Bruce Rosen is an American physicist and radiologist and a leading expert in the area of functional neuroimaging. His research for the past 30 years has focused on the development and application of physiological and functional nuclear magnetic resonance techniques, as well as new approaches to combine functional magnetic resonance imaging data with information from other modalities such as positron emission tomography, magnetoencephalography and noninvasive optical imaging. The techniques his group has developed to measure physiological and metabolic changes associated with brain activation and cerebrovascular insult are used by research centers and hospitals throughout the world. As Director of the Athinoula A. Martinos Center for Biomedical Imaging at the Massachusetts General Hospital, he has overseen significant advances including the introduction and development of functional MRI in the early 1990s.
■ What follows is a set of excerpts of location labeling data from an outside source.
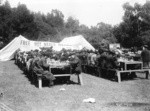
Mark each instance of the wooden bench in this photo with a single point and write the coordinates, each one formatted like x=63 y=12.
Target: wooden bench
x=80 y=81
x=147 y=70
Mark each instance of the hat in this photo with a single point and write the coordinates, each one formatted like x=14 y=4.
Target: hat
x=146 y=46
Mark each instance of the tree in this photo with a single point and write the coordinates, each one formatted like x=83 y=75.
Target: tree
x=131 y=32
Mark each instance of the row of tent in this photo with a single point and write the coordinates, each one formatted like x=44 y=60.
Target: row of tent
x=20 y=42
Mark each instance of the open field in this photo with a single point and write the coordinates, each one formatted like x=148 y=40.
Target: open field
x=18 y=94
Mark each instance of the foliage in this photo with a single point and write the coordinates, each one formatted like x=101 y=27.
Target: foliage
x=134 y=30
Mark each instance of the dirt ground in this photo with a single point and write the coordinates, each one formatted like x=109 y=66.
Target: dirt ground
x=17 y=93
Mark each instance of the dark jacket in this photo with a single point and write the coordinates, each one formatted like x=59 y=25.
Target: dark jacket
x=145 y=54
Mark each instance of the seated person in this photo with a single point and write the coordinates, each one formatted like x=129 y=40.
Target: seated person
x=41 y=67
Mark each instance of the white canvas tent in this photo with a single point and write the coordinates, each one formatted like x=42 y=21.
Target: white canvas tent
x=20 y=42
x=77 y=42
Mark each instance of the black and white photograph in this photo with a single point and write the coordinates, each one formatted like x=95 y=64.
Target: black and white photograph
x=74 y=55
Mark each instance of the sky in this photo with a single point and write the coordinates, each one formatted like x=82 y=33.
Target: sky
x=88 y=12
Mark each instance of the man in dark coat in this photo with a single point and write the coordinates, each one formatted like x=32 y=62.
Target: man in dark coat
x=145 y=55
x=41 y=68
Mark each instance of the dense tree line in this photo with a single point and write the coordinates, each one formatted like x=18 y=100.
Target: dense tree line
x=133 y=31
x=135 y=28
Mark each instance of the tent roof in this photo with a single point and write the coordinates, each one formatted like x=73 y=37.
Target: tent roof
x=77 y=41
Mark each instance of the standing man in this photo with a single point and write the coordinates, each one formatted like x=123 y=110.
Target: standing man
x=145 y=55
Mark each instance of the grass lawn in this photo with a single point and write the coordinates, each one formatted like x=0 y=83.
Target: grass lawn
x=19 y=94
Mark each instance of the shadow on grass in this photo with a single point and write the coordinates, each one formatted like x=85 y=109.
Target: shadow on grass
x=45 y=82
x=127 y=104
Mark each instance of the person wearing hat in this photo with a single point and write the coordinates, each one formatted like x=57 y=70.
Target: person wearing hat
x=145 y=56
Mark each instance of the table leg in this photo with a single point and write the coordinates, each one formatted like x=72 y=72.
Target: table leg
x=80 y=80
x=40 y=82
x=118 y=76
x=147 y=73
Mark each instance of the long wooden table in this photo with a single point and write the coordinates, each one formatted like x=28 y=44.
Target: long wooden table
x=125 y=69
x=60 y=65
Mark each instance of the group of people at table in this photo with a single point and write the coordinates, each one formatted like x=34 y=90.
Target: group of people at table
x=39 y=62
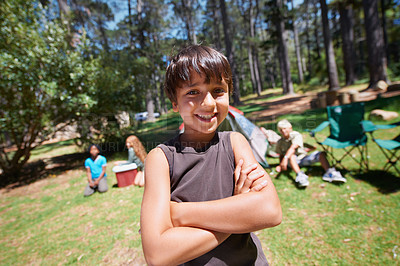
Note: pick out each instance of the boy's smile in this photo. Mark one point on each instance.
(202, 106)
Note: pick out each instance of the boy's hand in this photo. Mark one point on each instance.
(283, 164)
(248, 178)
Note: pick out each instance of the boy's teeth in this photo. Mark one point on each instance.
(206, 116)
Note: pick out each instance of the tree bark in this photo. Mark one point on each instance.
(308, 39)
(346, 28)
(375, 44)
(384, 28)
(297, 46)
(216, 33)
(229, 52)
(330, 54)
(316, 30)
(284, 62)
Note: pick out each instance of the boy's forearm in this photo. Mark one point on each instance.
(237, 214)
(181, 244)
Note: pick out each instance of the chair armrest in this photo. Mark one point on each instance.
(318, 128)
(369, 126)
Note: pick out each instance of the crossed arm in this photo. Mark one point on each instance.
(173, 233)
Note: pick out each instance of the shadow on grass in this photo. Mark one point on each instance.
(386, 183)
(41, 169)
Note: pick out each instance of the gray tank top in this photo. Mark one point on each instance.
(206, 174)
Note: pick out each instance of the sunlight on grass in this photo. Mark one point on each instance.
(50, 222)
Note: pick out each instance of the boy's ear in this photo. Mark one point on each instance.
(175, 107)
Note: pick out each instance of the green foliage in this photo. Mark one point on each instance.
(44, 80)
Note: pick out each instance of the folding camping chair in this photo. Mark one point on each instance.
(389, 147)
(346, 133)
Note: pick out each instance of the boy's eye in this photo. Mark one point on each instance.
(219, 90)
(193, 92)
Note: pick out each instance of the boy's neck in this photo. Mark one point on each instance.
(196, 140)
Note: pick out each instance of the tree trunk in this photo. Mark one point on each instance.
(130, 23)
(229, 52)
(346, 25)
(375, 43)
(298, 53)
(384, 28)
(257, 72)
(316, 30)
(253, 18)
(330, 54)
(297, 46)
(283, 51)
(216, 33)
(251, 66)
(308, 40)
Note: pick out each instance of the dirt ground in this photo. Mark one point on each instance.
(298, 103)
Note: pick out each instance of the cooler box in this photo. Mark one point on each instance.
(125, 174)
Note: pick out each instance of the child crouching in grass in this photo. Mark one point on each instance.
(205, 192)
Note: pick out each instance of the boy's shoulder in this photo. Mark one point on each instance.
(295, 134)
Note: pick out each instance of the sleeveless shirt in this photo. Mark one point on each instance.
(206, 174)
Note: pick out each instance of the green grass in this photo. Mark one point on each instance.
(49, 221)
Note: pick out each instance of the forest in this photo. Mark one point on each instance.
(86, 62)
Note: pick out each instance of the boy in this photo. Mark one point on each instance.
(95, 171)
(292, 153)
(205, 191)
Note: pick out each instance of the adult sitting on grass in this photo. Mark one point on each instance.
(136, 154)
(95, 171)
(291, 152)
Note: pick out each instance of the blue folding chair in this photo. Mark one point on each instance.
(389, 147)
(346, 133)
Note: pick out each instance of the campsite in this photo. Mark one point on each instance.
(47, 220)
(88, 89)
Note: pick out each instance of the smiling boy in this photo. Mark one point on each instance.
(205, 192)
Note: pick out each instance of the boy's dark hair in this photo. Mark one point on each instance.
(97, 146)
(203, 60)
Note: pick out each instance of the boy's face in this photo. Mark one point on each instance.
(94, 151)
(202, 106)
(285, 132)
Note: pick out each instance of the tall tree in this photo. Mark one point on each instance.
(329, 52)
(284, 61)
(297, 44)
(249, 12)
(346, 28)
(375, 43)
(229, 51)
(185, 10)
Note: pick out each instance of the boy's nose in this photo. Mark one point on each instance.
(209, 100)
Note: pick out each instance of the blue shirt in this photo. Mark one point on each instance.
(96, 166)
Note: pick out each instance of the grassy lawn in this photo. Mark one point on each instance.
(357, 223)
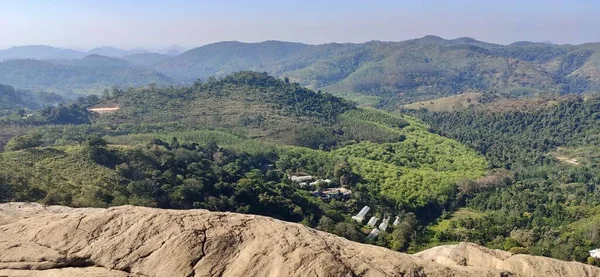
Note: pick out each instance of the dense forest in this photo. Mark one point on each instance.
(550, 205)
(160, 150)
(523, 180)
(381, 74)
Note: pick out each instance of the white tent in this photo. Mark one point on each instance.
(373, 234)
(373, 221)
(361, 215)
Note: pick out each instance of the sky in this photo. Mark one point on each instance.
(152, 24)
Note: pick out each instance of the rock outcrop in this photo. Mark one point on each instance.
(473, 255)
(133, 241)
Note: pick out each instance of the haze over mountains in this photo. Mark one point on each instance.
(389, 72)
(45, 52)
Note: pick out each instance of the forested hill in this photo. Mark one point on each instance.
(11, 98)
(91, 74)
(405, 71)
(388, 73)
(252, 103)
(512, 138)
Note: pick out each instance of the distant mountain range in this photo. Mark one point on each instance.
(45, 52)
(390, 72)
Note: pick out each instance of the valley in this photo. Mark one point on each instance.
(510, 168)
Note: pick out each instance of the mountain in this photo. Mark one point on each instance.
(39, 52)
(402, 72)
(145, 59)
(91, 74)
(384, 74)
(115, 52)
(11, 98)
(172, 50)
(136, 241)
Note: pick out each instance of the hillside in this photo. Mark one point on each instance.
(12, 99)
(383, 74)
(404, 71)
(91, 74)
(551, 206)
(135, 241)
(230, 145)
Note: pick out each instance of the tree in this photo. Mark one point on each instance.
(24, 142)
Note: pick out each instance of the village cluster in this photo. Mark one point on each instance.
(313, 184)
(341, 193)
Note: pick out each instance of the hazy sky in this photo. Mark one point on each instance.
(86, 24)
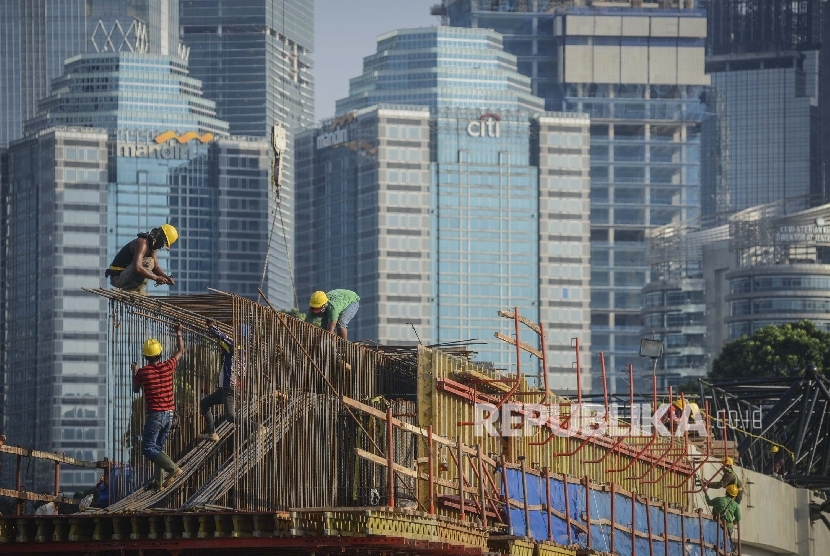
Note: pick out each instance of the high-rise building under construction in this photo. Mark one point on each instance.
(639, 73)
(254, 60)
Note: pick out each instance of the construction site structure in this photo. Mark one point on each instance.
(341, 448)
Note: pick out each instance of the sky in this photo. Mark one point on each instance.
(345, 31)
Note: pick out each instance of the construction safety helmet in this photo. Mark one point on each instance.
(152, 348)
(170, 234)
(318, 300)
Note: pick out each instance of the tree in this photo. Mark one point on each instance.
(775, 351)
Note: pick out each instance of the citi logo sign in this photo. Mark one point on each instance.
(487, 125)
(183, 138)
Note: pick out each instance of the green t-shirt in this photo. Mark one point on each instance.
(339, 300)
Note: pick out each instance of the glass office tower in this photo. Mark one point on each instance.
(639, 73)
(254, 59)
(36, 36)
(124, 143)
(461, 199)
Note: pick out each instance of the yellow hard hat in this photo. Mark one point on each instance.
(152, 347)
(170, 233)
(318, 299)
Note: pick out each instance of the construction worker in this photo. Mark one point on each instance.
(136, 262)
(337, 307)
(156, 378)
(726, 507)
(729, 478)
(226, 385)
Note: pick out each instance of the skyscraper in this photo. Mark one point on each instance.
(36, 36)
(443, 194)
(254, 59)
(639, 73)
(764, 144)
(124, 143)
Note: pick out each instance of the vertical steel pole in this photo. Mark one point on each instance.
(633, 524)
(568, 511)
(648, 527)
(588, 509)
(460, 477)
(524, 492)
(604, 384)
(613, 517)
(547, 503)
(544, 360)
(57, 475)
(482, 503)
(431, 475)
(578, 374)
(390, 456)
(506, 484)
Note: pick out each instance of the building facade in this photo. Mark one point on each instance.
(36, 36)
(92, 171)
(254, 60)
(639, 73)
(783, 268)
(461, 200)
(765, 140)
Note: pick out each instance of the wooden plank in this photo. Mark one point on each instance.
(412, 428)
(52, 457)
(25, 495)
(522, 345)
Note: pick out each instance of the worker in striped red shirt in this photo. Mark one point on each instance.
(156, 378)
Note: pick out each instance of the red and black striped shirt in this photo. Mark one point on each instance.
(157, 381)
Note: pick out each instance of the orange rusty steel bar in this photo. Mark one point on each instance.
(547, 503)
(613, 522)
(653, 464)
(544, 360)
(604, 384)
(57, 475)
(578, 374)
(608, 453)
(506, 484)
(648, 528)
(634, 523)
(635, 457)
(524, 495)
(588, 510)
(482, 501)
(390, 455)
(431, 474)
(703, 460)
(567, 510)
(460, 462)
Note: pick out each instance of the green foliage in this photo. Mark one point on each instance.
(775, 351)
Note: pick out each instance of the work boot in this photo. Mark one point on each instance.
(173, 470)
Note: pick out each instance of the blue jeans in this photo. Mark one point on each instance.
(156, 428)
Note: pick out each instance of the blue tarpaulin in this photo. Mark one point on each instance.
(600, 510)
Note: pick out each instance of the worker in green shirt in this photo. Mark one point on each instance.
(337, 308)
(725, 507)
(729, 478)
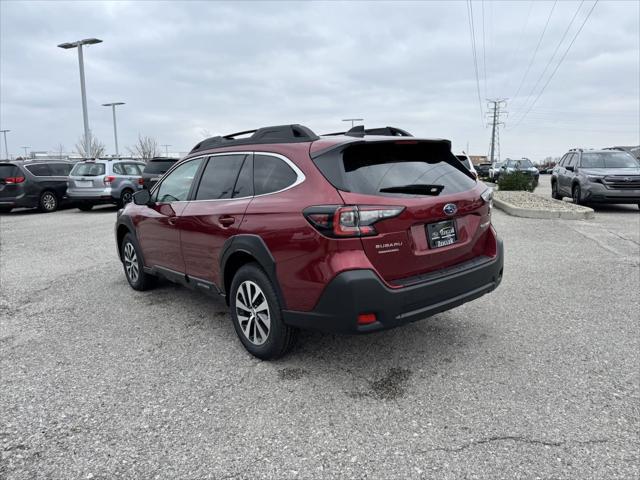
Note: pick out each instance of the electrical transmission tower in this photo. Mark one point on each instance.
(496, 109)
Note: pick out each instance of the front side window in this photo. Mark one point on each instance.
(39, 170)
(220, 176)
(176, 186)
(271, 174)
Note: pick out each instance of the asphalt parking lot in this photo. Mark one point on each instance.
(539, 379)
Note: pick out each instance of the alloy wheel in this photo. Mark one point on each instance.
(253, 313)
(49, 202)
(131, 263)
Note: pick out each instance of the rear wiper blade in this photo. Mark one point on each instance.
(415, 188)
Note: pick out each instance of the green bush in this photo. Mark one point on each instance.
(516, 181)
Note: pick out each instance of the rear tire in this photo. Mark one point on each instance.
(576, 195)
(125, 197)
(133, 266)
(257, 315)
(48, 202)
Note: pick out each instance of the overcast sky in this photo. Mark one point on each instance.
(187, 67)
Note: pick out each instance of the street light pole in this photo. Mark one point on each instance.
(115, 128)
(6, 150)
(353, 120)
(83, 90)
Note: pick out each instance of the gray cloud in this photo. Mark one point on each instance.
(187, 66)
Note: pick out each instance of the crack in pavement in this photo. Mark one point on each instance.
(512, 438)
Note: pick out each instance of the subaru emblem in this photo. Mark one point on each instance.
(450, 209)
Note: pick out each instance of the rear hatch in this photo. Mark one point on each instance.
(11, 180)
(444, 219)
(88, 176)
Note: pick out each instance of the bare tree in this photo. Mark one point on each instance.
(146, 148)
(96, 147)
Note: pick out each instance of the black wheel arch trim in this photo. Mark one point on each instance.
(252, 245)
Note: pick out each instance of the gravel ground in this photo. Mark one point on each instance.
(538, 202)
(539, 379)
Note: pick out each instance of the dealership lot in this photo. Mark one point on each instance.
(540, 378)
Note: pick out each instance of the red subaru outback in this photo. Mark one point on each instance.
(352, 232)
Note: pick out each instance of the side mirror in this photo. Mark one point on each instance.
(142, 197)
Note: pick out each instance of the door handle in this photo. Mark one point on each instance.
(227, 220)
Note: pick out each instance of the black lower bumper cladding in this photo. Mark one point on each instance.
(356, 292)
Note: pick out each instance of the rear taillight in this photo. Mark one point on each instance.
(13, 180)
(341, 221)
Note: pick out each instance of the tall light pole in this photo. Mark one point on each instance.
(353, 120)
(6, 150)
(83, 90)
(115, 128)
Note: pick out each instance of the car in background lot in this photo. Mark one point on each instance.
(154, 169)
(466, 161)
(523, 166)
(349, 233)
(483, 169)
(33, 184)
(95, 182)
(597, 176)
(494, 171)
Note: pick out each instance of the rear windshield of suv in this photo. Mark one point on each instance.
(396, 169)
(158, 166)
(88, 169)
(608, 160)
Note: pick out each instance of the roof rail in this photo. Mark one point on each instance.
(275, 134)
(360, 131)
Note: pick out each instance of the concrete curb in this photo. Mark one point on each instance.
(511, 209)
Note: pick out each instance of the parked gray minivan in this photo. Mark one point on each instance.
(94, 182)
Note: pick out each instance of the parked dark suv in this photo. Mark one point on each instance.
(154, 169)
(347, 233)
(597, 176)
(33, 184)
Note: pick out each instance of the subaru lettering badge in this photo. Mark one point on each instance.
(450, 209)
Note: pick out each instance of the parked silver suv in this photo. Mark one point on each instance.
(94, 182)
(597, 176)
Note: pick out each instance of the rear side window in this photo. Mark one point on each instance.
(86, 169)
(158, 167)
(60, 169)
(39, 170)
(396, 169)
(219, 177)
(8, 170)
(271, 174)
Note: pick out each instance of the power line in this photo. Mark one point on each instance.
(475, 55)
(553, 56)
(535, 52)
(564, 55)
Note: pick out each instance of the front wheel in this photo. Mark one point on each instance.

Development of functional MRI
Rosen is the senior author on two seminal papers in the development of functional MRI. He was one of John Belliveau’s thesis advisers when Belliveau – a Harvard graduate student working in the NMR Center at Massachusetts General Hospital – performed his early experiments using MRI to reveal regional activity in the brain. Using an MR technique he had developed to track blood flow he imaged the visual cortex of volunteers during periods of both rest and activation. By subtracting one image from the other, he then demonstrated differences in MR signal between the two. Science recognized the significance of this work as the first demonstration of functional MRI in the human brain. It published Belliveau’s report in November 1991 – with Rosen as the senior author – and featured one of his images on the cover. The study opened the door to functional imaging the brain with MRI, but because the approach required the use of an intravenous contrast agent it was not suitable for wide application in humans. To address this limitation, Kenneth Kwong, a postdoctoral fellow in the NMR Center, developed a means to measure endogenous signals based on blood oxygenation using gradient echo imaging. He successfully demonstrated the technique in May 1991 and a report of the findings was published in 1992 in the Proceedings of the National Academy of Sciences of the United States of America.
Research Activities
Rosen leads the activities of several large interdisciplinary and inter-institutional research programs, including the NIH Blueprint-funded Human Connectome Project; the NIH/National Institute of Biomedical Imaging and Bioengineering Biomedical Technology Resource Center, the Center for Functional Neuroimaging Technologies ; the Biomedical Informatics Research Network Collaborative Tools Support Network; and an NIH/National Center for Complementary and Integrative Health -funded Center of Excellence for Research on Complementary and Alternative Medicine. He is Principal Investigator/Program Director for two neuroimaging training programs. He has authored more than 300 peer-reviewed articles as well as over 50 book chapters, editorials and reviews.
Education and career
Rosen graduated from Harvard University in 1977 with an A.B. in Astronomy and Astrophysics. In 1980, he received an M.S. in Physics from Massachusetts Institute of Technology. He went on to earn an M.D. from Hahnemann Medical College in 1982 and a Ph.D. in Medical Physics from MIT in 1984. He joined the faculty of Harvard Medical School in 1987, when he was also made Director of Clinical NMR in the Department of Radiology at the Massachusetts General Hospital. Today he is Professor of Radiology at Harvard Medical School and Professor of Health Science and Technology at the Harvard-MIT Division of Health Sciences and Technology, as well as Director of the Athinoula A. Martinos Center for Biomedical Imaging at MGH. In 2013, he was named Laurence Lamson Robbins Professor of Radiology at Harvard Medical School.